The latest findings, detailed in an impressive collection of 23 papers published in Nature and its affiliated journals, come from the international Pan-Cancer Analysis of Whole Genomes (PCAWG) Consortium. Also known as the Pan-Cancer Project for short, it builds on earlier efforts to characterize the genomes of many cancer types, including NIH’s The Cancer Genome Atlas (TCGA) and the International Cancer Genome Consortium (ICGC).

In these latest studies, a team including more than 1,300 researchers from around the world analyzed the complete genomes of more than 2,600 cancer samples. Those samples included tumors of the brain, skin, esophagus, liver, and more, along with matched healthy cells taken from the same individuals.

In each of the resulting new studies, teams of researchers dug deep into various aspects of the cancer DNA findings to make a series of important inferences and discoveries. Here are a few intriguing highlights:

• The average cancer genome was found to contain not just one driver mutation, but four or five.

• About 13 percent of those driver mutations were found in so-called non-coding DNA, portions of the genome that don’t code for proteins [2].

• The mutations arose within about 100 different molecular processes, as indicated by their unique patterns or “mutational signatures.” [3,4].

• Some of those signatures are associated with known cancer causes, including aberrant DNA repair and exposure to known carcinogens, such as tobacco smoke or UV light. Interestingly, many others are as-yet unexplained, suggesting there’s more to learn with potentially important implications for cancer prevention and drug development.

• A comprehensive analysis of 47 million genetic changes pieced together the chronology of cancer-causing mutations. This work revealed that many driver mutations occur years, if not decades, prior to a cancer’s diagnosis, a discovery with potentially important implications for early cancer detection [5].

The findings represent a big step toward cataloging all the major cancer-causing mutations with important implications for the future of precision cancer care. And yet, the fact that the drivers in 5 percent of cancers continue to remain mysterious (though they do have RNA abnormalities) comes as a reminder that there’s still a lot more work to do. The challenging next steps include connecting the cancer genome data to treatments and building meaningful predictors of patient outcomes.

To help in these endeavors, the Pan-Cancer Project has made all of its data and analytic tools available to the research community. As researchers at NIH and around the world continue to detail the diverse genetic drivers of cancer and the molecular processes that contribute to them, there is hope that these findings and others will ultimately vanquish, or at least rein in, this Emperor of All Maladies.

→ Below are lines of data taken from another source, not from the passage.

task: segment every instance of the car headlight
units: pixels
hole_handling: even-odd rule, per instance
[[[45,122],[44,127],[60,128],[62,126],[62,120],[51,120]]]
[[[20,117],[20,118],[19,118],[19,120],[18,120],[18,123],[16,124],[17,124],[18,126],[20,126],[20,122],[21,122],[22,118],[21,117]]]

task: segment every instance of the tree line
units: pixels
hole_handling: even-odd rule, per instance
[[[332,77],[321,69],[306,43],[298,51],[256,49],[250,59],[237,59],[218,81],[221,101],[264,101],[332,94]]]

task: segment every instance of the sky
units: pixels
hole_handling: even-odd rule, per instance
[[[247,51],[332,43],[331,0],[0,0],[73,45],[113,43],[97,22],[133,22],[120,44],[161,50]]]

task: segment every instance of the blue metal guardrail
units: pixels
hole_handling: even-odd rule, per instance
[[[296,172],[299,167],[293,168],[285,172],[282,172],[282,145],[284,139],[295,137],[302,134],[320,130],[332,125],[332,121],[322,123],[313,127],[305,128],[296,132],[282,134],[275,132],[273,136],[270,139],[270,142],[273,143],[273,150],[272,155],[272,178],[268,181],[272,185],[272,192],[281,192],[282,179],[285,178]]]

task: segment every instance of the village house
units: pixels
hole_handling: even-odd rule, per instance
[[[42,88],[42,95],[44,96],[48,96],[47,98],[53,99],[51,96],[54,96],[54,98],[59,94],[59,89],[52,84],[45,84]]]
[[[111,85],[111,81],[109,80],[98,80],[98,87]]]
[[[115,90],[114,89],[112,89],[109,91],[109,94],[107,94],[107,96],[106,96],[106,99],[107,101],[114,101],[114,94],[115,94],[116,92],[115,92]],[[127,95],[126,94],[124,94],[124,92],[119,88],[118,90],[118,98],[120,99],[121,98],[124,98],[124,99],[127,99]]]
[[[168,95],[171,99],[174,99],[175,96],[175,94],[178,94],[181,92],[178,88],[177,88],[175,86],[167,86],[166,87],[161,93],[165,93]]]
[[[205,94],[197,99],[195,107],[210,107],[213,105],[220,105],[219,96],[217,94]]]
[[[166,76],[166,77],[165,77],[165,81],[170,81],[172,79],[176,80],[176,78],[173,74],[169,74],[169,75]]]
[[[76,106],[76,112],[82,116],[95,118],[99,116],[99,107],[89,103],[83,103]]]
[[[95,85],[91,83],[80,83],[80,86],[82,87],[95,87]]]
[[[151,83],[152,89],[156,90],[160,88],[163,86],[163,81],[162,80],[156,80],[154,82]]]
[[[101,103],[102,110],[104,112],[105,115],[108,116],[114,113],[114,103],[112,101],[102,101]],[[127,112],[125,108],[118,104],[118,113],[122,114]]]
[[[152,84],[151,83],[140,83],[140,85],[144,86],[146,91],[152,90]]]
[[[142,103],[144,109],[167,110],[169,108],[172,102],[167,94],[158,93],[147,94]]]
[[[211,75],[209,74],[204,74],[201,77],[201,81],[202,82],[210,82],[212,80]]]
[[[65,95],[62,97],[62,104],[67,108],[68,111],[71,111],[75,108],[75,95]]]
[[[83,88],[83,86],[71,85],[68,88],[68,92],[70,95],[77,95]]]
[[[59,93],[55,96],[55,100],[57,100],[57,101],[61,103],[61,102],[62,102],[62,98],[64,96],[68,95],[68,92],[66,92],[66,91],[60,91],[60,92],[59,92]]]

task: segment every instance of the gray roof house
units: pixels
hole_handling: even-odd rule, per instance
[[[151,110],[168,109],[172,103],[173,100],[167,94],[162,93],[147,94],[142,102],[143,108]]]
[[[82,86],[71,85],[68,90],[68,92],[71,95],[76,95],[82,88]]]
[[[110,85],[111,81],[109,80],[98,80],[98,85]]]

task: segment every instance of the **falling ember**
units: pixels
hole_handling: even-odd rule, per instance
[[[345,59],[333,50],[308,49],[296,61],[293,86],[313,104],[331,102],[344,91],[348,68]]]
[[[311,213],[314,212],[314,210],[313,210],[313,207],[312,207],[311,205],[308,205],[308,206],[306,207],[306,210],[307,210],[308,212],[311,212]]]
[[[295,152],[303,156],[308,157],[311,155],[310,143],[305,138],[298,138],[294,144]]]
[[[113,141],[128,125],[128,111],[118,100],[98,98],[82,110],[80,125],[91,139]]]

[1] Pan-Cancer analysis of whole genomes. ICGC/TCGA Pan-Cancer Analysis of Whole Genomes Consortium. Nature. 2020 Feb;578(7793):82-93.

[2] Analyses of non-coding somatic drivers in 2,658 cancer whole genomes. Rheinbay E et al; PCAWG Consortium. Nature. 2020 Feb;578(7793):102-111.

[3] The repertoire of mutational signatures in human cancer. Alexandrov LB et al; PCAWG Consortium. Nature. 2020 Feb;578(7793):94-101.

[4] Patterns of somatic structural variation in human cancer genomes. Li Y et al; PCAWG Consortium. Nature. 2020 Feb;578(7793):112-121.

[5] The evolutionary history of 2,658 cancers. Gerstung M, Jolly C, Leshchiner I, Dentro SC et al; PCAWG Consortium. Nature. 2020 Feb;578(7793):122-128.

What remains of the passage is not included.